Imerso nesses devaneios caminhou sem perceber até o Canto Chique. Ao chegar, deparou-se com a loja aberta. Olhou na vitrine procurando por Julietta, mas viu apenas os produtos que a loja vendia. Entrou fingindo desinteresse e olhando ao redor até ver, atrás do balcão, aquela moça. Quase da mesma altura que Romeu, os cabelos pretos escorridos por cima dos ombros, os olhos castanhos, algo inchados, provavelmente por dormir pouco. Mas a foto 3x4 não lhe fazia justiça, Julietta era muito bonita, tinha lábios bem desenhados, um nariz arrebitado de bem ajustado em seu rosto, e era, de fato, gentil. Ao pousar os olhos sobre Romeu, sorriu, um sorriso lindo, como se ele fosse um amigo que ela não via á muito tempo. E lhe desejou bom dia com a mesma voz canora que ele ouvira ao telefone.
Romeu, porém, congelou. Ao perceber a dimensão da beleza de Julietta, ele não conseguiu dizer nada, sorriu sem jeito e saiu pedindo desculpas num sussurro.
Passou meses pensando nela. Torcendo para que ela telefonasse num de seus plantões. Mas isso não aconteceu. Nem ele tinha coragem de voltar ao Canto Chique depois do papelão que fizera na primeira incursão. Deixou aquilo de lado. Aprendeu a conviver com o vexame e apenas com a possibilidade.
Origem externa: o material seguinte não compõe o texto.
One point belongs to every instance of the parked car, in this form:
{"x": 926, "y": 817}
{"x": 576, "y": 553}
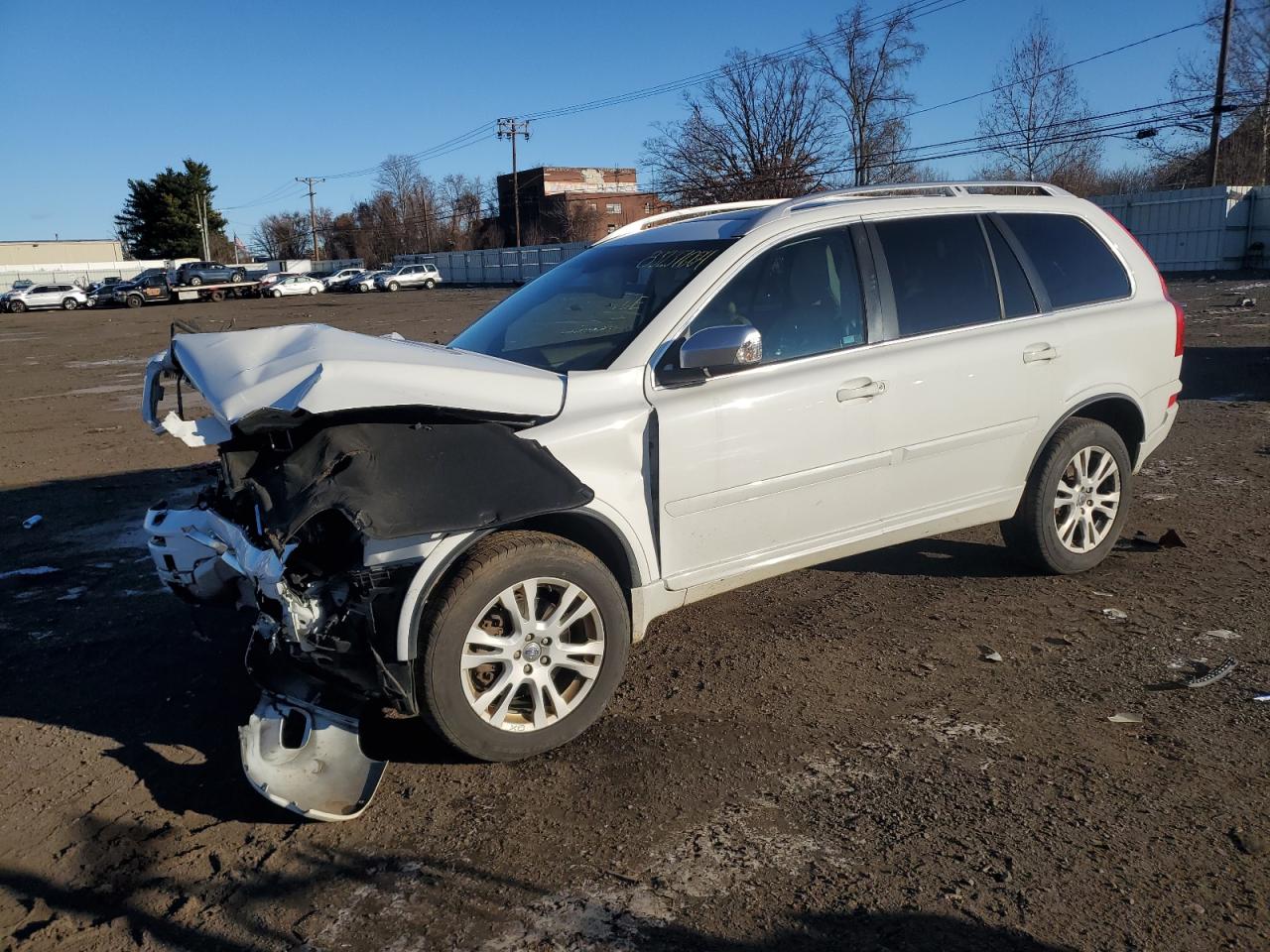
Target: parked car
{"x": 409, "y": 276}
{"x": 209, "y": 273}
{"x": 363, "y": 282}
{"x": 476, "y": 534}
{"x": 340, "y": 277}
{"x": 272, "y": 277}
{"x": 295, "y": 285}
{"x": 44, "y": 298}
Mal sabia ele que, por muito tempo, dois pensamentos se dividiram na mente de Julietta. Aquele técnico em informática que a atendia no suporte técnico da consultoria empresarial e se chamava, imagine, Romeu. Ela ligou várias outras vezes para o suporte técnico esperando ouvir sua voz de novo, mas isso jamais aconteceu, e ela imaginou que, talvez, os técnicos fossem de uma empresa terceirizada que não trabalhasse mais para a consultora, de modo que ela jamais o ouviria de novo.
Outro pensamento recorrente era o daquele jovem que, na manhã seguinte ás desventuras de Julietta na internet e seus breves diálogos com Romeu, entrou na loja de manhã, e a encarou como se ela fosse a mulher de sua vida por breves instantes para então, sair pela porta.
Julietta pensava com frequência, também, naquele homem, mas superou isso, e aprendeu a viver apenas com a possibilidade.
Romeu e Julietta moravam á oito quarteirões um do outro, mas jamais se cruzavam devido aos horários. Eram, inclusive, frequentadores do mesmo supermercado e da mesma locadora. Um dia, Romeu devolveu um DVD alugado na manhã seguinte por Julietta. Mas eles jamais se viram ou ouviram novamente.
Em algum lugar William Shakespeare certamente balançava a cabeça de desgosto ao vê-los.